Die wichtigsten Erweiterungen sind die Ethnographie der im Roman protection genannten päderastischen Subkultur, die Beziehung zwischen dem Helden Alban de Bricoule (Montherlants alter ego) und seiner Mutter, die bis zum seinem Tode weitergeführte Geschichte des abbé de Pradts, des Gegenspielers der beiden Jungen, und die Romanze der Jungen, die mit Zurückhaltung im Detail dargestellt ist, aber doch einen ganz anderen Stellenwert hat, als im Drama.

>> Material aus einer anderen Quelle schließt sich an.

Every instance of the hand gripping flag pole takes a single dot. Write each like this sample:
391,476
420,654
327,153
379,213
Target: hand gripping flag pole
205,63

Ils prirent un fiacre. Serge enleva sa casquette, mit ses pieds sur le petit strapontin de devant, et ainsi, à demi étendu, un peu recroquevillé, s'appuya sur Alban. Il était à sa gauche, et le bras de son camarade l'entourait et l'enserrait avec force, tandis qu'il s'installait à petits coups, inoubliablement . . . « Mon petit corps ! Mon petit corps ! » Mais quand Alban commença de le baiser au visage et dans le cheveux, il eut d'abord, surpris peut-être par la violence de ces baisers, peut-être par cette même obscurité qui enhardissait son partenaire, ou bien comme s'il ne voulait voir ce qui se passait, un réflexe de gosselot de neuf ans, tout frais en ces choses : cachant sa figure sur ses petit pattes tachées d'encre, tout de même qu'un boxeur se couvre, ou qu'un jeune chat croise ses pattes par-dessus la sienne, avec un fou rire, le petit rire saccadé, ininterrompu et bête, de quelqu'un qui est mal à l'aise. Et peu à peu, dans une absolu silence, les main levées s'abaissèrent et le rire cessa. Alors il s'étira, se poussa, s'encoigna, s'installa encore un peu plus, et Alban le serrait toujours davantage contre soi, remontant ses mèches, dénudant ce front imprévu, grattant le sommet de sa nuque, (mais quid de la célèbre bosse, révélatrice de lubricité infinie ? Rien, il faut le dire, rien . . .), découvrant un nouveau visage, qu'on ne connaissait pas, qui n'était qu'à lui seul, et qui les lumières de l'avenue tantôt éclairaient, tantôt rejetaient dans l'ombre. « J'aurai enfin vu tourné vers moi ce visage que je ne jamais vu tourné que vers ce qui n'est pas moi. » et c'était, pour l'un et pour l'autre, la première fois des gestes qu'ils allaient recommencer toute leur vie. Alban : Jamais je n'aurais cru que nous nous trouverions un jour dans cette situation. Serge : Moi non plus, jamais ! Et dire qu'il y a quinze jours, tu m'as dit que je te dégoûtais . . .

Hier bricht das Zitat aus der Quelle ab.